Proteolytic degradation of Human Tamm-Horsfall Protein by protease from pathogenic Escherichia coli and selection for attenuated mutant.

Abstract

A protease was successfully purified from the Uropathogenic Escherichia coli (UPEC). The optimum temperature and pH of protease was 40 °C and pH 7 respectively. Pre-incubation at temperatures above 50C resulted in a decrease of enzyme activity, indicating that protease A is a thermally unstable enzyme. The optimal pH for protease stability was range from pH 6.5 to 7.5 and the enzyme activity was stable over a broad range of temperature 15-50 °C, through which it retained at least 80% of its original activity. Uropathogenic Escherichia coli (UPEC) is a causative agent in the vast majority of urinary tract infections (UTIs), such as bladder infection ( cystitis) , (Kidney infection) pyelonephritis, and other infectious complications, which may result in acute renal failure in healthy individuals as well as in renal transplant patients.

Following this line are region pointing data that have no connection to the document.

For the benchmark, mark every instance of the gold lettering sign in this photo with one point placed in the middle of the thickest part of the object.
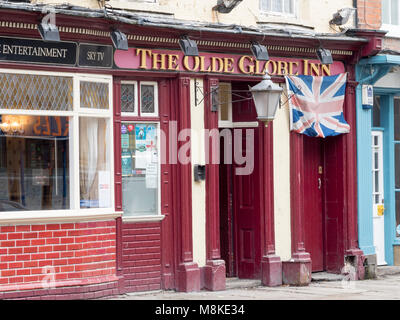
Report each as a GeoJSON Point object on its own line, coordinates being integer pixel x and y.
{"type": "Point", "coordinates": [168, 60]}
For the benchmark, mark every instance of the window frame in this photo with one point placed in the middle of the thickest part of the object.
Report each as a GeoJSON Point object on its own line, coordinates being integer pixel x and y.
{"type": "Point", "coordinates": [127, 117]}
{"type": "Point", "coordinates": [156, 111]}
{"type": "Point", "coordinates": [136, 99]}
{"type": "Point", "coordinates": [277, 13]}
{"type": "Point", "coordinates": [74, 212]}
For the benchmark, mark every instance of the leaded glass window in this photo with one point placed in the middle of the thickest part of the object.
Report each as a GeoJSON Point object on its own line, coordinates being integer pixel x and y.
{"type": "Point", "coordinates": [36, 92]}
{"type": "Point", "coordinates": [147, 99]}
{"type": "Point", "coordinates": [128, 98]}
{"type": "Point", "coordinates": [94, 95]}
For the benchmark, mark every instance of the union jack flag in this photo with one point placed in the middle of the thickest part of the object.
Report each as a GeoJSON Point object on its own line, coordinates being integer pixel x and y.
{"type": "Point", "coordinates": [316, 105]}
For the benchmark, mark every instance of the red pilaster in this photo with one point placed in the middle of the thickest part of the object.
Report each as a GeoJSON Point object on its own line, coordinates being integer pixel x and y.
{"type": "Point", "coordinates": [188, 273]}
{"type": "Point", "coordinates": [118, 182]}
{"type": "Point", "coordinates": [298, 270]}
{"type": "Point", "coordinates": [214, 271]}
{"type": "Point", "coordinates": [271, 265]}
{"type": "Point", "coordinates": [350, 143]}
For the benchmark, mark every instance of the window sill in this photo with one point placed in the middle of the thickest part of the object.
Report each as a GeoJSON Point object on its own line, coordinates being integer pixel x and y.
{"type": "Point", "coordinates": [56, 217]}
{"type": "Point", "coordinates": [154, 218]}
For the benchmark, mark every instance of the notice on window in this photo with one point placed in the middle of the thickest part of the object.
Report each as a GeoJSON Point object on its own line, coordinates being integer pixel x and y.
{"type": "Point", "coordinates": [151, 176]}
{"type": "Point", "coordinates": [104, 189]}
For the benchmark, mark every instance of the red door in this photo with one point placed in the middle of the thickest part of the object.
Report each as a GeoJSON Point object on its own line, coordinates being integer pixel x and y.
{"type": "Point", "coordinates": [246, 204]}
{"type": "Point", "coordinates": [313, 208]}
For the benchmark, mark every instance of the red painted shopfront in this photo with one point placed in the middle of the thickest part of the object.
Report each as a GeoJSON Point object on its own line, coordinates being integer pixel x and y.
{"type": "Point", "coordinates": [119, 247]}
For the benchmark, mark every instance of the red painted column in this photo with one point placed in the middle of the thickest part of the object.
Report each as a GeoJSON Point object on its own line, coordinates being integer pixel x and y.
{"type": "Point", "coordinates": [271, 264]}
{"type": "Point", "coordinates": [350, 163]}
{"type": "Point", "coordinates": [166, 100]}
{"type": "Point", "coordinates": [298, 270]}
{"type": "Point", "coordinates": [214, 271]}
{"type": "Point", "coordinates": [118, 181]}
{"type": "Point", "coordinates": [188, 272]}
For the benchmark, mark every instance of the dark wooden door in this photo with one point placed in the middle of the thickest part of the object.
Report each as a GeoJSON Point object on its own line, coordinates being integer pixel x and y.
{"type": "Point", "coordinates": [313, 201]}
{"type": "Point", "coordinates": [246, 204]}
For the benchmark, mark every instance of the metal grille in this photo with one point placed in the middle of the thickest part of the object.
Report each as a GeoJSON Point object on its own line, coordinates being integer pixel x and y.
{"type": "Point", "coordinates": [35, 92]}
{"type": "Point", "coordinates": [127, 97]}
{"type": "Point", "coordinates": [94, 95]}
{"type": "Point", "coordinates": [147, 99]}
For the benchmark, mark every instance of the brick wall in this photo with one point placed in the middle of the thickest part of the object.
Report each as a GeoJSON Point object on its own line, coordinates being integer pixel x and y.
{"type": "Point", "coordinates": [369, 14]}
{"type": "Point", "coordinates": [141, 256]}
{"type": "Point", "coordinates": [77, 253]}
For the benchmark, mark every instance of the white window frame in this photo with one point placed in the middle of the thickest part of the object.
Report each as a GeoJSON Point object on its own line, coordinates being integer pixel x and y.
{"type": "Point", "coordinates": [393, 29]}
{"type": "Point", "coordinates": [277, 13]}
{"type": "Point", "coordinates": [158, 216]}
{"type": "Point", "coordinates": [135, 97]}
{"type": "Point", "coordinates": [75, 213]}
{"type": "Point", "coordinates": [147, 83]}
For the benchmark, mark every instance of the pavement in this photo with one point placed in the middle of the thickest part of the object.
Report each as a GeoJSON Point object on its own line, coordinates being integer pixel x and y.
{"type": "Point", "coordinates": [324, 286]}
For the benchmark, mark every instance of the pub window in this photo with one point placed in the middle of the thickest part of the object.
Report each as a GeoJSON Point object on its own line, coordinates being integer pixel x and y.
{"type": "Point", "coordinates": [283, 7]}
{"type": "Point", "coordinates": [55, 142]}
{"type": "Point", "coordinates": [140, 153]}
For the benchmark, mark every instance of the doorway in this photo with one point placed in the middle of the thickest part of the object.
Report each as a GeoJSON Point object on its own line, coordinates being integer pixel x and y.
{"type": "Point", "coordinates": [240, 196]}
{"type": "Point", "coordinates": [313, 204]}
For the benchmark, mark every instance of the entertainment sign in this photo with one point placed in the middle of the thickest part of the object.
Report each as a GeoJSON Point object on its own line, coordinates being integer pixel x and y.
{"type": "Point", "coordinates": [55, 53]}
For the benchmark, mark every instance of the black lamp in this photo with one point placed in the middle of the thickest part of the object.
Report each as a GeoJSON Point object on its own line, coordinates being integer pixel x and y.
{"type": "Point", "coordinates": [188, 46]}
{"type": "Point", "coordinates": [259, 51]}
{"type": "Point", "coordinates": [48, 31]}
{"type": "Point", "coordinates": [324, 55]}
{"type": "Point", "coordinates": [119, 40]}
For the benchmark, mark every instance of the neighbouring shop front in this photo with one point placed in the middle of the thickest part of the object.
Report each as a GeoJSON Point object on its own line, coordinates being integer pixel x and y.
{"type": "Point", "coordinates": [105, 191]}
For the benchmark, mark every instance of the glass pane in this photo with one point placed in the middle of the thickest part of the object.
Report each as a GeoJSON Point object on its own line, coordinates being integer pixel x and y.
{"type": "Point", "coordinates": [34, 165]}
{"type": "Point", "coordinates": [128, 97]}
{"type": "Point", "coordinates": [139, 161]}
{"type": "Point", "coordinates": [376, 112]}
{"type": "Point", "coordinates": [147, 99]}
{"type": "Point", "coordinates": [396, 119]}
{"type": "Point", "coordinates": [94, 163]}
{"type": "Point", "coordinates": [397, 165]}
{"type": "Point", "coordinates": [94, 95]}
{"type": "Point", "coordinates": [265, 5]}
{"type": "Point", "coordinates": [225, 98]}
{"type": "Point", "coordinates": [288, 6]}
{"type": "Point", "coordinates": [394, 10]}
{"type": "Point", "coordinates": [397, 211]}
{"type": "Point", "coordinates": [277, 5]}
{"type": "Point", "coordinates": [35, 92]}
{"type": "Point", "coordinates": [386, 11]}
{"type": "Point", "coordinates": [376, 181]}
{"type": "Point", "coordinates": [376, 162]}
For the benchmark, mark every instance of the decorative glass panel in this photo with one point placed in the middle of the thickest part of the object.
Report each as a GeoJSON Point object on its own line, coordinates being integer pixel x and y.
{"type": "Point", "coordinates": [386, 11]}
{"type": "Point", "coordinates": [128, 97]}
{"type": "Point", "coordinates": [94, 95]}
{"type": "Point", "coordinates": [94, 163]}
{"type": "Point", "coordinates": [147, 99]}
{"type": "Point", "coordinates": [397, 165]}
{"type": "Point", "coordinates": [139, 161]}
{"type": "Point", "coordinates": [396, 119]}
{"type": "Point", "coordinates": [397, 210]}
{"type": "Point", "coordinates": [35, 92]}
{"type": "Point", "coordinates": [376, 112]}
{"type": "Point", "coordinates": [34, 170]}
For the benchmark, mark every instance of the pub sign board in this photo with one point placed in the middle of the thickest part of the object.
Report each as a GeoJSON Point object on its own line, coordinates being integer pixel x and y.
{"type": "Point", "coordinates": [55, 53]}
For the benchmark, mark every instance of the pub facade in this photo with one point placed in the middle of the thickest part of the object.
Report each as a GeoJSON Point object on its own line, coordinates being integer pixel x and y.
{"type": "Point", "coordinates": [114, 181]}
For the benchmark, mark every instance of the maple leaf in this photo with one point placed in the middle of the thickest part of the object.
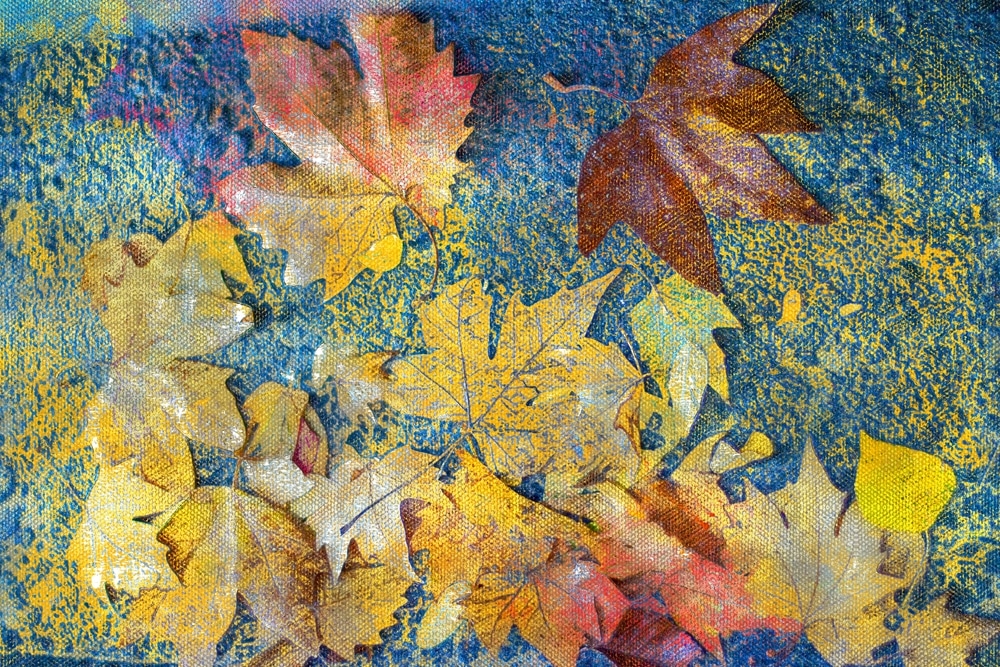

In this repory  we focused on  Human Tamm-Horsfall glycoprotein, the major urinary protein, is a glycosyl-phosphatidyl-inositol (GPI)   has a high gel-forming tendency, it has been postulated that it takes part in the water impermeability of TAL. It is also proposed that the Tamm-Horsfall protein plays a protective role towards pyelonephritogenic pathogens such as Escherichia coli. The Tamm-Horsfall protein may inhibit the colonization of these pathogens in the renal mucosa in that the soluble form competes with that exposed at the plasma membrane.